Машину он вел, не торопясь, по пустынной улице, так же плавно завернул её в сторону и остановил, приладив к последней «ракушке», белевшей ребристым металлом в конце череды себе подобных.
— Слушаю вас, мой генерал! — он повернул ко мне свое худощавое седобровое лицо. — Прошу учесть, чистосердечное признание значительно облегчит вашу судьбу. — Он смотрел на меня, положив свой подбородок себе на плечо. — Если можно, с самого начала.
— Кто мне по телефону ответил у вас? — ни с того, ни с сего спросила я. — Жена?
— Дочь. Жена крепко спит… пять лет уже.
— Какая вежливая у вас дочь… Если бы мне кто посторонний позвонил глухой ночью, я бы…
— Привыкла. Работа у меня такая. Весь внимание.
— Я влезла не в свое дело. Сначала думала, что все будет просто, если прикинусь Наташей из Воркуты, и в Доме ветеранов меня ею и будут считать. Наверное, играла эту Наташу неплохо, ну такую провинциальную, вяловатую на сообразительность девицу. Мне хотелось добрать сведений, узнать, как живет этот Дом, почему в нем вдруг пожар, погибает старая актриса Мордвинова, но никакие правовые органы не раскручивают дело… Следователь вообще сказал: «Свидетелей нет. Если сами найдете…» Ну не дикость ли? Нет, нет, не так… Пойду с самого начала, чтобы вам стало все понятней.

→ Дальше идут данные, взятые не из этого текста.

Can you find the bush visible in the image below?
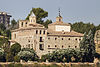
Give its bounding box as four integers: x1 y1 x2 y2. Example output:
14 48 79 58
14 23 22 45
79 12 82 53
14 55 20 62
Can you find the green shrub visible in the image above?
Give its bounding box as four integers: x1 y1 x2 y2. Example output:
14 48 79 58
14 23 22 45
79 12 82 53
14 64 23 67
14 55 20 62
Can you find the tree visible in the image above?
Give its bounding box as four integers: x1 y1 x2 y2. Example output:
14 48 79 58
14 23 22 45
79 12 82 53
26 8 48 24
18 48 38 62
14 55 20 62
0 48 5 62
96 24 100 30
10 43 21 56
43 19 52 28
11 19 17 29
6 52 14 62
5 30 11 39
80 30 95 62
26 8 52 28
0 23 6 31
71 22 96 34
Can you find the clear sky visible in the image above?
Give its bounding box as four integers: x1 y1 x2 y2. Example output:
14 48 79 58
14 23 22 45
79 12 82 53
0 0 100 25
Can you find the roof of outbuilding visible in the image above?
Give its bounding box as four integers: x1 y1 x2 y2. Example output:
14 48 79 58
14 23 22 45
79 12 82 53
49 21 70 26
47 29 84 37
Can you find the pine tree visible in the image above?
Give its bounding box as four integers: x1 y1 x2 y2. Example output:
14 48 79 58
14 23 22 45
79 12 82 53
80 30 95 62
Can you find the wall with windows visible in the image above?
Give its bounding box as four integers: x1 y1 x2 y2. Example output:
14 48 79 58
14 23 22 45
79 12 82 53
46 36 82 52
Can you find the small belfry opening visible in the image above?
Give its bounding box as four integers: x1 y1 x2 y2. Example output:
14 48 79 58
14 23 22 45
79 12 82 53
29 12 36 24
56 9 62 22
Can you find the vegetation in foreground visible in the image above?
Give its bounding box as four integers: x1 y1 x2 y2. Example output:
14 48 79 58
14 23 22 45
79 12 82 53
0 8 100 62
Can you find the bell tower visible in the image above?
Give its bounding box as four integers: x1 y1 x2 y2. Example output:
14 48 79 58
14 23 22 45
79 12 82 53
29 12 36 24
56 8 62 22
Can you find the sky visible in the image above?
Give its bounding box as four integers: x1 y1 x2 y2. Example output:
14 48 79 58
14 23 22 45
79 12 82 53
0 0 100 25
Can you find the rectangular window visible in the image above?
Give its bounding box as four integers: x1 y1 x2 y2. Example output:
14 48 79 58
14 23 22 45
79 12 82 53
39 44 44 50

И я принялась ворошить факты месячной давности, быстро, почти взахлеб, пользуясь благожелательным терпением Николая Федоровича, рассказывала ему, как мы сидели с моим хирургом, мечтающим о мировой славе, и выясняли отношения, когда раздался телефонный звонок от Маринки, и Маринка сказала, что получила наследство Мордвиновой. И как мы с нею обрадовались, потому что живет она, если прямо сказать, в нищете. А тут ей и дачу в подарок. И как мы ходили с ней в Госпожнадзор, в прокуратуру, милицию, в РУВД и всюду то нас спешили отделаться. Словно бы гибель старой женщины от кем-то включенного всухую кипятильника — ерунда. И как мы втроем, я в обличии экстравагантной девицы в чудовищной шляпе и таких же очках, Маринка и её муж Павел понесли в антикварный магазин вазу- конфетницу с клеймом Фаберже, потому что других ценных вещей у покойной не оказалось. И как Шахерезада-нотариус намекнула, что эта ваза, возможно, очень дорогая. И как во дворе антикварного магазина «Люпина» Павла убили. Кто? Неизвестно. Следователи даже не звонят Маринке.

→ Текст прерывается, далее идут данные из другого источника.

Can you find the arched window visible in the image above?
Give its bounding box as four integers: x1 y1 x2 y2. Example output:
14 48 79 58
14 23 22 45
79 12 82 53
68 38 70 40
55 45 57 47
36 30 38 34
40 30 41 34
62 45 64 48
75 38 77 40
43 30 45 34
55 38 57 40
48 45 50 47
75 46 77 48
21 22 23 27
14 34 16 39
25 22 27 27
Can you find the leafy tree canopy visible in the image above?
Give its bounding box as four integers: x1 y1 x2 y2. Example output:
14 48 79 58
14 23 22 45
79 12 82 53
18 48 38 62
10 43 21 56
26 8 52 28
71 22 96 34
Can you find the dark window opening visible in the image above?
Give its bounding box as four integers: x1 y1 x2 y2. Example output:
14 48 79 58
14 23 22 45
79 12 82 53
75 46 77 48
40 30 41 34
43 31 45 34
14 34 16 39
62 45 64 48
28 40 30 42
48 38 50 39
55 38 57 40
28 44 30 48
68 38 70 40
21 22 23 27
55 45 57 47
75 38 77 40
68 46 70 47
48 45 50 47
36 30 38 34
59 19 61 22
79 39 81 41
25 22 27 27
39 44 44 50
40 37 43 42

И о том рассказала в стремительном темпе человека, наконец-то дорвавшегося до возможности выговориться подчистую, как вслед за Мордвиновой умирает актриса, её давняя знакомая Обнорская, как по фальшивой телеграмме уезжает на своей машине в Петербург актер Козинцов, но где-то в дороге сгорает вместе с машиной…
И о том, о том, что волоокая кондитерша Виктория делает торты «Триумф» к юбилейным датам стариков. И что-то с этими тортами явно не то, потому что когда погибла Мордвинова — у неё на тумбочке продолжал лежать треугольный кусочек этого торта с отщипанным кончиком. И перед смертью Обнорской ей медсестричка Аллочка принесла такой же. Еще радостно так сообщила, когда вышла из комнаты Обнорской в коридор: «Попробовала! Розочку слизала!»
И о том, что самое достоверное, что узнала, что увидела своими глазами, — умерших старух тотчас грабят бабы из обслуги: и сестра-хозяйка, и красавица «отдел кадров», похожая на Быстрицкую, и секретарша директора Валентина Алексеевна, и главврач участвует…
И о Сливкине Борисе Васильевиче, конечно, у которого фирма «Альфа-кофе» и который спонсирует Дом, не сильно, что что-то дает. Зачем-то он получил всего два месяца назад от Мордвиновой дарственную на дачу. И сейчас же передарил её шоферу Володе, беженцу из не знаю откуда. Он там живет с кондитершей Викторией и с её полусумасшедшей бабушкой. Виктория его жена, но нерасписанная, как говорят.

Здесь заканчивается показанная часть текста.